OLG Nürnberg, Az.: 8 U 390/97, Urteil vom 03.07.1997
I. Die Berufung des Klägers gegen das Endurteil des Landgerichts Nürnberg-Fürth vom 11. Dezember 1996 wird zurückgewiesen.
II. Der Kläger hat die Kosten des Berufungsverfahrens zu tragen.
III. Das Urteil ist vorläufig vollstreckbar.
IV. Die Beschwer des Klägers wird auf 19.917,77 DM festgesetzt.
Beschluß: Der Streitwert des Berufungsverfahrens wird auf 19.917,77 DM festgesetzt.
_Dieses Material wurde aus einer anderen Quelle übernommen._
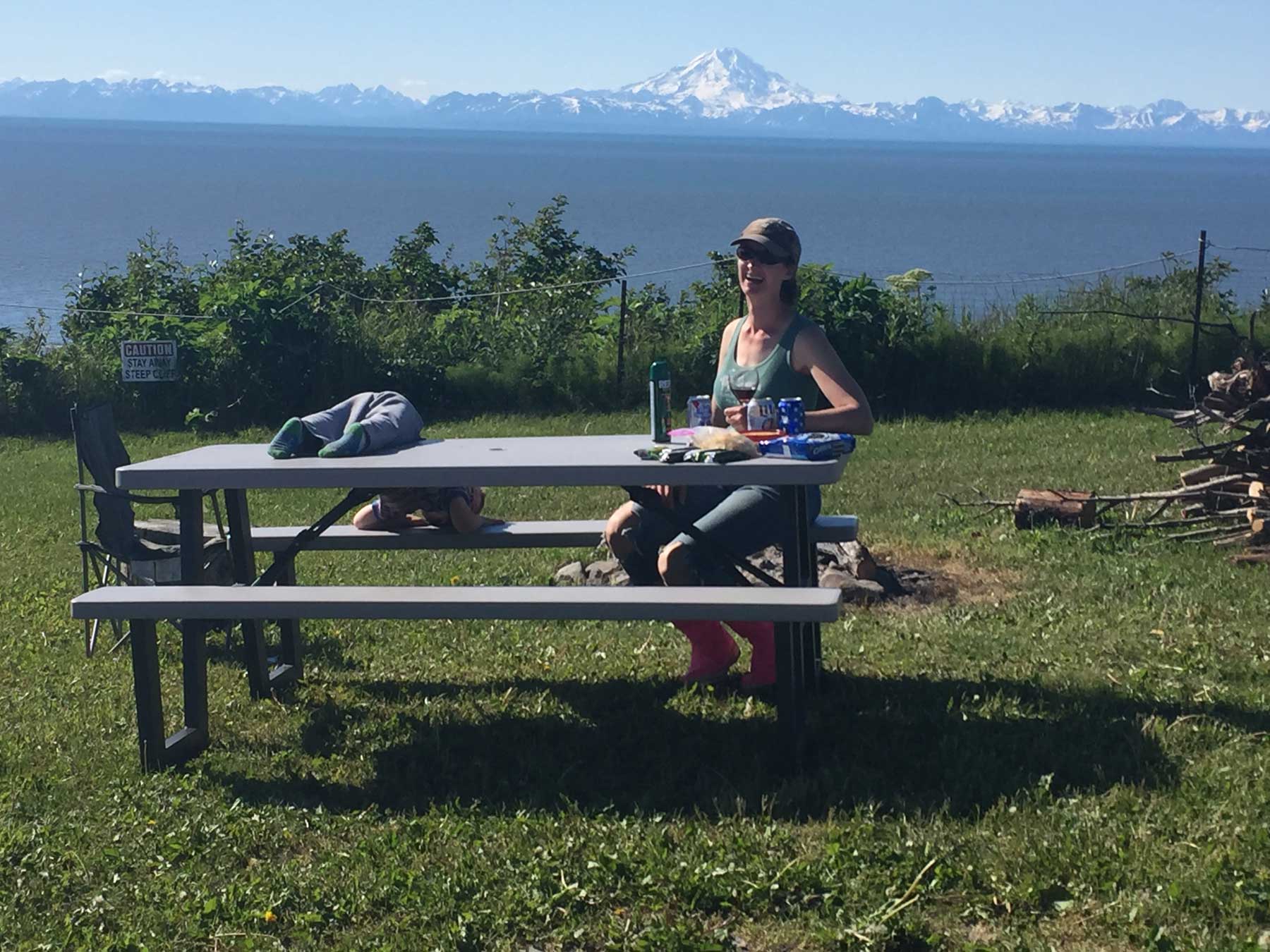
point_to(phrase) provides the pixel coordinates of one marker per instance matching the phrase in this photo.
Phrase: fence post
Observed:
(622, 343)
(1199, 304)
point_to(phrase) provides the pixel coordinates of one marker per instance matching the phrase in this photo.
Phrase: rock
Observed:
(828, 554)
(863, 592)
(857, 590)
(857, 561)
(835, 579)
(600, 573)
(571, 574)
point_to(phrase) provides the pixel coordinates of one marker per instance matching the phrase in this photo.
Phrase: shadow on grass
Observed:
(900, 744)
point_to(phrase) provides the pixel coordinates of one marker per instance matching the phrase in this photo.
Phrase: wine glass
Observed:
(743, 384)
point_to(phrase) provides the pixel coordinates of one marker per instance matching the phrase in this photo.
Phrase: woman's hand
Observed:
(736, 418)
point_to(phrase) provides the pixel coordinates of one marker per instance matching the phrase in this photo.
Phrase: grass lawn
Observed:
(1073, 755)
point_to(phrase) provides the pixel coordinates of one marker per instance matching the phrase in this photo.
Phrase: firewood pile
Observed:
(1222, 495)
(1223, 498)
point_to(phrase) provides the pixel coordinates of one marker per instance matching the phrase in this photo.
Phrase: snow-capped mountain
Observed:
(722, 92)
(722, 82)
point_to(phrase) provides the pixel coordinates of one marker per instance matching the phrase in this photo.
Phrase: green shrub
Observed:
(284, 328)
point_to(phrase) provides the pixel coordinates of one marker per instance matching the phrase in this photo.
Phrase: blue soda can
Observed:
(698, 412)
(790, 413)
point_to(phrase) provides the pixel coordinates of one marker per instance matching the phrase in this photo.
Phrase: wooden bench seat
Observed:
(484, 602)
(568, 533)
(794, 609)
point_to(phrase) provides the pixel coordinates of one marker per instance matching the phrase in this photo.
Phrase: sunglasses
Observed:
(757, 253)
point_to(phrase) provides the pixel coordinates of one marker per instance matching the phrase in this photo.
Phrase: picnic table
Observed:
(500, 461)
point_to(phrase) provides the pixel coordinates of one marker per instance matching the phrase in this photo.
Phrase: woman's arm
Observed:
(849, 408)
(732, 417)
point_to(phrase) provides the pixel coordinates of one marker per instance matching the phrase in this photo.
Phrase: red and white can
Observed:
(698, 412)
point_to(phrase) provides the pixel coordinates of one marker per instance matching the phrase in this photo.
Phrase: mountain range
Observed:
(722, 92)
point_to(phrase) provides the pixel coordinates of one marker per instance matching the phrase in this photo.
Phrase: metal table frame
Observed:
(516, 461)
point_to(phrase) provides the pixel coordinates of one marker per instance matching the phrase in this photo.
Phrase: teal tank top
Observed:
(776, 374)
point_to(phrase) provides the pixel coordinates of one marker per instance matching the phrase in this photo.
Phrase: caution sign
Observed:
(149, 361)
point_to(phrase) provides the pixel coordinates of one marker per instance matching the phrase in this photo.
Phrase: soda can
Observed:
(698, 412)
(761, 414)
(790, 414)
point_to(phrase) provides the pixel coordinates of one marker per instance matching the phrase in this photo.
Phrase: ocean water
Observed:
(991, 222)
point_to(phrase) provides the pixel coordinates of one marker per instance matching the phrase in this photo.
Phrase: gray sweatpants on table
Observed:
(387, 418)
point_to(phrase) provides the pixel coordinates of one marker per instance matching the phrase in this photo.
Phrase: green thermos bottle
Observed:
(660, 401)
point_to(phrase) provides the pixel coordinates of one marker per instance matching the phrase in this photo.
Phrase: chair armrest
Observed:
(121, 494)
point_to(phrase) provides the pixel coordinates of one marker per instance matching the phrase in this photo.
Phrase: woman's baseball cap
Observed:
(774, 234)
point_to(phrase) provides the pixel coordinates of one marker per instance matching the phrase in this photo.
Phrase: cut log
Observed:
(1203, 474)
(1039, 507)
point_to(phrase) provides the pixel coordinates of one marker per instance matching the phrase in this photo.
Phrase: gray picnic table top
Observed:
(488, 461)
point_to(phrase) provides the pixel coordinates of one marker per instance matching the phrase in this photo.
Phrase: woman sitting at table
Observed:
(785, 355)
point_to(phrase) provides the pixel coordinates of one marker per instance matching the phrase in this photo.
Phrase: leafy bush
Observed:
(284, 328)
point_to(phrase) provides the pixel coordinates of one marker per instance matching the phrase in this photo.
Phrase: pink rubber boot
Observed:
(713, 652)
(762, 655)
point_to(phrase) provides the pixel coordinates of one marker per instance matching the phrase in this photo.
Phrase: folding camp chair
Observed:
(121, 554)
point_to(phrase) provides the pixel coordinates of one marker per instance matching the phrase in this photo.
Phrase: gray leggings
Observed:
(741, 520)
(387, 418)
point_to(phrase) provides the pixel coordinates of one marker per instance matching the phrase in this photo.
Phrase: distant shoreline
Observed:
(1058, 141)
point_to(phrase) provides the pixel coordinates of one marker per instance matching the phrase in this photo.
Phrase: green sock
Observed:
(353, 442)
(289, 442)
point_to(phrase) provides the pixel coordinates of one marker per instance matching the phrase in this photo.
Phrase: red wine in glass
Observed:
(743, 385)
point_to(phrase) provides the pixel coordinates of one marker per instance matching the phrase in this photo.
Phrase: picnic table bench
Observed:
(797, 607)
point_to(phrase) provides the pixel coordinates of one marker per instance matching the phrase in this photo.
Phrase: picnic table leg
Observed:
(190, 739)
(262, 678)
(292, 642)
(145, 688)
(797, 661)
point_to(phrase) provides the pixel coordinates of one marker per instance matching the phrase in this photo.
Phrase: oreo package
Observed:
(809, 446)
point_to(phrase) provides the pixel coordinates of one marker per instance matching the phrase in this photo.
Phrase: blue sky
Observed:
(1206, 54)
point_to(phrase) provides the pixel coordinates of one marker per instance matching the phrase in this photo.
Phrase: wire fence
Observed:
(952, 290)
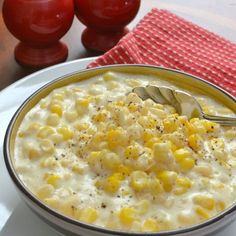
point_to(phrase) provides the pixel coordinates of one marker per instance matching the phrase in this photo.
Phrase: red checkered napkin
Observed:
(164, 39)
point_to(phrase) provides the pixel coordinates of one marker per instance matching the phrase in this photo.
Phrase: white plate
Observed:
(16, 219)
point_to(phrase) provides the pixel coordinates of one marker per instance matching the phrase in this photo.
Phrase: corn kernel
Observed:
(83, 102)
(78, 169)
(132, 151)
(71, 116)
(65, 132)
(53, 119)
(111, 160)
(139, 180)
(202, 213)
(161, 152)
(147, 122)
(210, 126)
(152, 141)
(33, 127)
(186, 164)
(181, 154)
(45, 132)
(155, 186)
(53, 202)
(115, 138)
(142, 206)
(169, 125)
(88, 215)
(183, 184)
(45, 191)
(168, 179)
(81, 126)
(58, 96)
(220, 206)
(204, 201)
(133, 107)
(147, 136)
(124, 170)
(47, 146)
(194, 141)
(100, 117)
(150, 225)
(217, 143)
(53, 180)
(56, 108)
(127, 215)
(94, 158)
(112, 183)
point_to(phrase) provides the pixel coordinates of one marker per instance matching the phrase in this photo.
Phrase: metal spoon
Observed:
(184, 103)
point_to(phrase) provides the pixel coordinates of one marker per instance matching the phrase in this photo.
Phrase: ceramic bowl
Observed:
(69, 226)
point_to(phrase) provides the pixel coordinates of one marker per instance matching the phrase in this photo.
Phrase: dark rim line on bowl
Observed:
(30, 195)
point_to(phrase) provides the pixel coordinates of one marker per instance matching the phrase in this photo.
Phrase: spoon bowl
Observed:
(184, 103)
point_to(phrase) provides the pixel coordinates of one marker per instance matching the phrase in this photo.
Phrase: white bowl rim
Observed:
(19, 184)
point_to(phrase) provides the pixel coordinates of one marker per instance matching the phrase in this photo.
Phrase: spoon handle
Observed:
(223, 120)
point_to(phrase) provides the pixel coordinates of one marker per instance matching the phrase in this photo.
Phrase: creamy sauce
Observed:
(96, 154)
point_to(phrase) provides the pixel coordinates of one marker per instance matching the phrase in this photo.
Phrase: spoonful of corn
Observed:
(184, 103)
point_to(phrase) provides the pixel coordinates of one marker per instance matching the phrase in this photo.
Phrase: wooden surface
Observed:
(218, 16)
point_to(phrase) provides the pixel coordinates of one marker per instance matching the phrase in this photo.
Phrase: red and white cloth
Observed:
(164, 39)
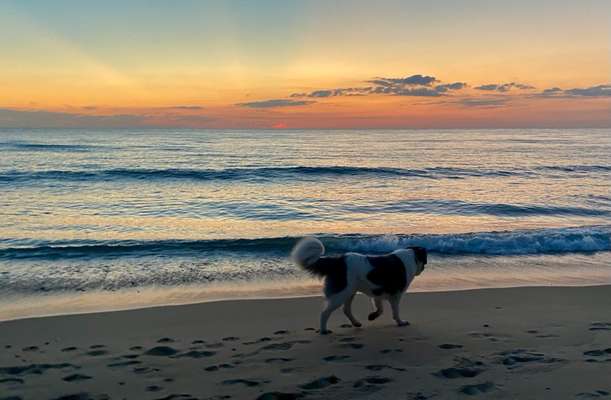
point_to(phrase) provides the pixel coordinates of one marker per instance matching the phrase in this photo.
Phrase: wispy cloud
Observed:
(504, 87)
(19, 118)
(413, 85)
(592, 91)
(275, 103)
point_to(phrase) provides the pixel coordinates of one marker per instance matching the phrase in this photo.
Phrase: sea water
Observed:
(107, 219)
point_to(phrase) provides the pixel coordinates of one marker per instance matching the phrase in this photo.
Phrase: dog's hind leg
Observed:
(379, 308)
(395, 300)
(333, 303)
(348, 311)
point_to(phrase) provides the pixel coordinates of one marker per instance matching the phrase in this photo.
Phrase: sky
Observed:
(305, 64)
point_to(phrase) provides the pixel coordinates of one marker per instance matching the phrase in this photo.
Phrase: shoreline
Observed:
(315, 293)
(527, 343)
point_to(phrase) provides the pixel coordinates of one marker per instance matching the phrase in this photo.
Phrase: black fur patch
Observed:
(388, 273)
(334, 270)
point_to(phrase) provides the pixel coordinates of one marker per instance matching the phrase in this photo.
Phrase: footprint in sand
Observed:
(12, 381)
(76, 378)
(217, 367)
(380, 367)
(336, 358)
(464, 368)
(96, 353)
(476, 389)
(593, 395)
(161, 351)
(83, 396)
(321, 383)
(386, 351)
(284, 345)
(598, 354)
(600, 326)
(124, 363)
(353, 345)
(34, 369)
(449, 346)
(181, 396)
(517, 358)
(69, 349)
(261, 340)
(280, 396)
(246, 382)
(278, 360)
(195, 354)
(371, 383)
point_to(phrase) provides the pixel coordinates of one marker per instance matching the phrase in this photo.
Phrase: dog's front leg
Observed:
(394, 301)
(378, 308)
(348, 312)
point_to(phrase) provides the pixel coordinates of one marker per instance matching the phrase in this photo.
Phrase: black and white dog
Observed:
(383, 277)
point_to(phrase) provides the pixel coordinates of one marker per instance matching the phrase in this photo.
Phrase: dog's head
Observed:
(421, 257)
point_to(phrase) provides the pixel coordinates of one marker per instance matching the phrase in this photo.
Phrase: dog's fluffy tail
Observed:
(306, 253)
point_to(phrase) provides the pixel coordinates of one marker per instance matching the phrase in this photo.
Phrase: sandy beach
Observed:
(517, 343)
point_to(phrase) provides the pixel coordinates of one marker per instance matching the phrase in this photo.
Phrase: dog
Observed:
(384, 277)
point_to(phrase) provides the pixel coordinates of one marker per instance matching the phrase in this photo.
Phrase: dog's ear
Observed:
(421, 254)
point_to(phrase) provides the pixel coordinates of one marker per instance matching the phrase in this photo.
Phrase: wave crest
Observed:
(523, 242)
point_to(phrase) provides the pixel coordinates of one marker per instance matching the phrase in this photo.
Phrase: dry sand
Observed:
(519, 343)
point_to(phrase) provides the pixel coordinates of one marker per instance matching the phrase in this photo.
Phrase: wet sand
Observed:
(518, 343)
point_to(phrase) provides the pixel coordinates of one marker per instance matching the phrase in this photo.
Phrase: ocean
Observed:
(109, 219)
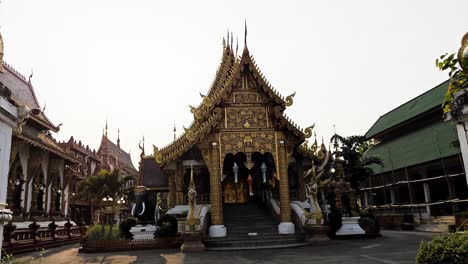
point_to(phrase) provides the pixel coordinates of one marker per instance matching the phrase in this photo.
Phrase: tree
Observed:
(104, 184)
(457, 64)
(350, 151)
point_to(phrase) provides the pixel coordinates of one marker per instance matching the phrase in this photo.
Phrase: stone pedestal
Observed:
(286, 228)
(217, 231)
(316, 233)
(192, 243)
(350, 227)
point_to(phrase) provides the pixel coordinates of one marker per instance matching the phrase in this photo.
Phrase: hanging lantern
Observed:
(235, 169)
(263, 168)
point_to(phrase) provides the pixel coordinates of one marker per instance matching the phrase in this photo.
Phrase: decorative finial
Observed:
(232, 40)
(245, 33)
(105, 130)
(2, 70)
(237, 45)
(30, 76)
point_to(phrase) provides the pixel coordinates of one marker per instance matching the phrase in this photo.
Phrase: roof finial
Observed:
(245, 33)
(232, 40)
(105, 130)
(118, 137)
(30, 76)
(1, 54)
(237, 45)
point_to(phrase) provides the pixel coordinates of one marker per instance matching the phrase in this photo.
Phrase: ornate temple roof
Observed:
(44, 141)
(208, 112)
(78, 146)
(116, 152)
(22, 92)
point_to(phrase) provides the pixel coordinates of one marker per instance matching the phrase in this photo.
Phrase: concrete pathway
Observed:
(393, 247)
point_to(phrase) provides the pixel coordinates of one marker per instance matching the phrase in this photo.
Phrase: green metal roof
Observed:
(424, 102)
(426, 144)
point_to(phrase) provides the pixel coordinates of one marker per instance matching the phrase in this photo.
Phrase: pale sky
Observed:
(139, 64)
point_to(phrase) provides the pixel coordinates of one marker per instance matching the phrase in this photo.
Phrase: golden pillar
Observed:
(216, 200)
(172, 192)
(301, 196)
(284, 183)
(179, 184)
(286, 226)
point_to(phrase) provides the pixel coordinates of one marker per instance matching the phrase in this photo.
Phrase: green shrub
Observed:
(7, 258)
(369, 223)
(335, 222)
(167, 226)
(100, 232)
(447, 248)
(125, 226)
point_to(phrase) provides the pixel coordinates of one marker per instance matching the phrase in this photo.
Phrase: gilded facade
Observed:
(241, 143)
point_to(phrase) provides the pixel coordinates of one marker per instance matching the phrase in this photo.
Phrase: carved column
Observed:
(286, 226)
(172, 192)
(215, 186)
(301, 196)
(212, 158)
(179, 188)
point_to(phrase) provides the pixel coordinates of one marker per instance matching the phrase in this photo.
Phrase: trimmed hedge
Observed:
(443, 249)
(167, 226)
(99, 232)
(126, 225)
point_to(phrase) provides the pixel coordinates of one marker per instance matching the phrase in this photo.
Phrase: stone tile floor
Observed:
(393, 247)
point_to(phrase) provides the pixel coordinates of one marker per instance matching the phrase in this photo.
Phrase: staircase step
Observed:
(240, 220)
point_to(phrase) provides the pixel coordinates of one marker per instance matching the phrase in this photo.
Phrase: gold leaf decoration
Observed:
(308, 131)
(289, 99)
(157, 155)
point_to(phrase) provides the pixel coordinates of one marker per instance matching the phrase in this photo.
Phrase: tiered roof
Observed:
(22, 93)
(116, 152)
(208, 113)
(80, 147)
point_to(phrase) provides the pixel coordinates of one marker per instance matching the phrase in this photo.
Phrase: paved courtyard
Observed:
(393, 247)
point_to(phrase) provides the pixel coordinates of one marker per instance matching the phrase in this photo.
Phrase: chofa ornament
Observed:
(1, 54)
(289, 99)
(308, 131)
(463, 53)
(157, 155)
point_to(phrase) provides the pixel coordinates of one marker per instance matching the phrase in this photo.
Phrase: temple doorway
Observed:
(235, 178)
(263, 174)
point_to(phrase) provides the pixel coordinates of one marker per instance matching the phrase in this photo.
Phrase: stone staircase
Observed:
(437, 225)
(242, 219)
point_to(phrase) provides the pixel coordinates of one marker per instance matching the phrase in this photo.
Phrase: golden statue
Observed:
(1, 54)
(192, 195)
(157, 155)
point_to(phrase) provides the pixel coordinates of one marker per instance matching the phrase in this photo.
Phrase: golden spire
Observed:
(118, 138)
(245, 33)
(105, 130)
(1, 54)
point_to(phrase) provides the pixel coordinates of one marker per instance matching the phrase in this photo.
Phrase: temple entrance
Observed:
(263, 173)
(235, 178)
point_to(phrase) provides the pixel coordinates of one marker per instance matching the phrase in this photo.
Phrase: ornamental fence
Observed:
(36, 237)
(96, 246)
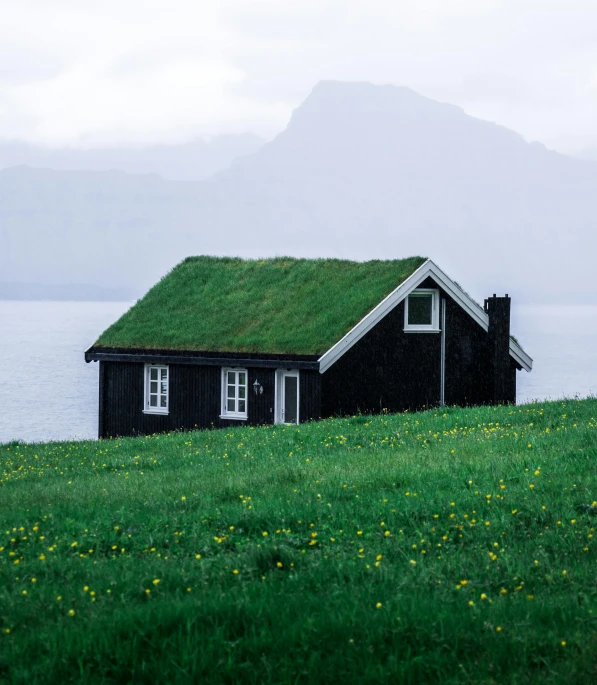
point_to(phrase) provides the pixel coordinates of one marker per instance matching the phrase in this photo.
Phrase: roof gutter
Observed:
(93, 356)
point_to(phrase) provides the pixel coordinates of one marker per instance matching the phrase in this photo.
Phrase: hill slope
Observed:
(361, 172)
(453, 546)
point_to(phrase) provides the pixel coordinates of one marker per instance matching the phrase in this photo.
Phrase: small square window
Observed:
(156, 389)
(421, 311)
(234, 394)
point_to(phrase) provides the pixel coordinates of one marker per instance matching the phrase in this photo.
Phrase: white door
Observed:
(287, 399)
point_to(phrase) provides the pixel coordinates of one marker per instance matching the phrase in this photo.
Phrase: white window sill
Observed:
(422, 330)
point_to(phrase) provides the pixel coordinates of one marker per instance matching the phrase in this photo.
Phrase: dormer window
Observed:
(421, 311)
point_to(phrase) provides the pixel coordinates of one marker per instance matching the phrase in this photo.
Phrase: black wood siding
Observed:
(389, 369)
(386, 370)
(194, 397)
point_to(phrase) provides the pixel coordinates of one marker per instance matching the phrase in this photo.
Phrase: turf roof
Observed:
(276, 306)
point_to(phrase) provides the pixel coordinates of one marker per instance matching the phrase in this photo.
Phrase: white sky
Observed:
(91, 73)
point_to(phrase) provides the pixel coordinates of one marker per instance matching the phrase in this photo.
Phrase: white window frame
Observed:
(147, 409)
(225, 414)
(423, 328)
(278, 395)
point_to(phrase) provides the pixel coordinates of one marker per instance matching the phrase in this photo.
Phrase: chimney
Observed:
(498, 310)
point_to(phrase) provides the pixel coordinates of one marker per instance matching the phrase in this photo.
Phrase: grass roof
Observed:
(276, 306)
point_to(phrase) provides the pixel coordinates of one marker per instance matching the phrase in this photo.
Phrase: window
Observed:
(234, 394)
(421, 311)
(287, 396)
(156, 389)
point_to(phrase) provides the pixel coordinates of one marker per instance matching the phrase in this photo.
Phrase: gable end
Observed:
(428, 268)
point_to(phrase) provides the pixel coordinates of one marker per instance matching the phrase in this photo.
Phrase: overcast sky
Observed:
(131, 72)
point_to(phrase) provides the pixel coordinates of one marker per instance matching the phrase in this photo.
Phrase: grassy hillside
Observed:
(442, 547)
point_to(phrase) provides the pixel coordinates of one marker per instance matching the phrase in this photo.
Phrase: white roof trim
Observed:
(426, 269)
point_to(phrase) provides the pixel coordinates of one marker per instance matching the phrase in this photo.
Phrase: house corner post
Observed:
(100, 413)
(498, 310)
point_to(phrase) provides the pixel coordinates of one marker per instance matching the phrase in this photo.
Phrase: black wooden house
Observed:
(222, 341)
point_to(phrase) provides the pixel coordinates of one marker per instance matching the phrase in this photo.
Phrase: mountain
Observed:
(361, 171)
(191, 161)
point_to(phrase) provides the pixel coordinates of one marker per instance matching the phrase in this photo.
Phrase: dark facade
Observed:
(194, 398)
(388, 369)
(392, 370)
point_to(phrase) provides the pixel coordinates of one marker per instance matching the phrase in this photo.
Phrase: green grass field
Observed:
(449, 546)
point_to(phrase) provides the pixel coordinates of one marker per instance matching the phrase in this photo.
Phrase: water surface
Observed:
(48, 392)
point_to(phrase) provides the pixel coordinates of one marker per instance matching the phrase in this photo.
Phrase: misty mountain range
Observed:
(361, 172)
(193, 161)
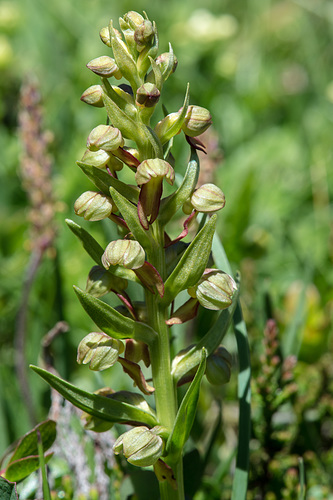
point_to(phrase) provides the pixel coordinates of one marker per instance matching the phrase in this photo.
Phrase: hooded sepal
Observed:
(134, 371)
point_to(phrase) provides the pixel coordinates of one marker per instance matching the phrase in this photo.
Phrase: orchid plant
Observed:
(163, 266)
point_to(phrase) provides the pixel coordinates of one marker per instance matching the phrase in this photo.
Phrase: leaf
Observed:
(130, 214)
(128, 127)
(174, 202)
(186, 414)
(210, 341)
(89, 243)
(7, 490)
(192, 263)
(28, 444)
(42, 462)
(134, 371)
(19, 469)
(112, 322)
(95, 251)
(103, 181)
(106, 408)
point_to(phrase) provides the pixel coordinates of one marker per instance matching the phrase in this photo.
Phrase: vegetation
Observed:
(264, 72)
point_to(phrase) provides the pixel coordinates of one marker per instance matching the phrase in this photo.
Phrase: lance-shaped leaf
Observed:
(210, 341)
(112, 322)
(130, 214)
(7, 490)
(125, 61)
(150, 278)
(103, 181)
(174, 202)
(186, 413)
(95, 251)
(134, 371)
(89, 243)
(27, 445)
(128, 127)
(192, 263)
(107, 408)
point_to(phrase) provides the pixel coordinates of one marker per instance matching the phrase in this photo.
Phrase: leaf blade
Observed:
(106, 408)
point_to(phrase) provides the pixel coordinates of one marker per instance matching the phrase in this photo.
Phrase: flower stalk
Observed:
(144, 253)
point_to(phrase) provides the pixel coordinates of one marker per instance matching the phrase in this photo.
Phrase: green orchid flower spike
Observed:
(128, 159)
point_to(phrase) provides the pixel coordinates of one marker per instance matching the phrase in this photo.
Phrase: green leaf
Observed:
(7, 490)
(28, 444)
(130, 214)
(186, 413)
(170, 205)
(192, 263)
(210, 341)
(95, 251)
(18, 470)
(89, 243)
(177, 125)
(42, 462)
(105, 408)
(240, 482)
(112, 322)
(128, 127)
(103, 181)
(125, 62)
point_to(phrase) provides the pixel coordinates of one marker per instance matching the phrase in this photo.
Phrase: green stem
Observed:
(165, 394)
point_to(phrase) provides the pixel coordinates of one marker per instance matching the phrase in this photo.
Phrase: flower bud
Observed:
(99, 350)
(105, 36)
(100, 282)
(96, 158)
(93, 96)
(105, 137)
(215, 290)
(218, 368)
(163, 128)
(152, 169)
(147, 95)
(127, 253)
(141, 446)
(144, 35)
(105, 66)
(163, 61)
(197, 120)
(94, 206)
(133, 19)
(208, 198)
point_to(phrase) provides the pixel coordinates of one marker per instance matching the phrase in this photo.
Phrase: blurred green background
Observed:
(265, 71)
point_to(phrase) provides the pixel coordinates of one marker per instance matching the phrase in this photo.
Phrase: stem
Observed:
(165, 393)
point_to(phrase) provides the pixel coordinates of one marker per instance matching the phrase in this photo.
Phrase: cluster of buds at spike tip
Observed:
(218, 368)
(150, 175)
(126, 253)
(208, 198)
(102, 159)
(215, 290)
(94, 206)
(141, 446)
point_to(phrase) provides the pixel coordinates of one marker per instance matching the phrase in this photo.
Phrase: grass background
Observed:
(265, 71)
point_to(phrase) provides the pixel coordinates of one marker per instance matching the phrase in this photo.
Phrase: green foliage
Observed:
(265, 72)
Von der Darstellung des Tatbestandes wird gemäß § 543 Abs. 1 ZPO abgesehen.
Gründe
Die Berufung des Klägers ist zulässig, hat aber keinen Erfolg.
Der Senat stimmt der Auffassung des Landgerichts zu, auf welche die Klageabweisung durch das angefochtene Endurteil gestützt ist. Die Beklagten haben für den Explosionsschaden weder gemäß § 823 BGB, noch gemäß § 7 StVG einzustehen. Auch eine Haftung aus dem Gesichtspunkt der Eigentumsstörung gemäß § 1004 BGB kommt nicht in Betracht.
1. Wohl ist der Schaden des Klägers durch eine rechtswidrige Handlung des Beklagten zu 1), das Abstellen seines PKW mit defekter oder jedenfalls alsbald defekt werdender Kraftstoffleitung, verursacht worden. Es ist aber nicht feststellbar, daß der Beklagte zu 1) dabei wenigstens fahrlässig gehandelt hätte. Gemäß § 276 BGB handelt fahrlässig, wer die im Verkehr erforderliche Sorgfalt außer Acht läßt.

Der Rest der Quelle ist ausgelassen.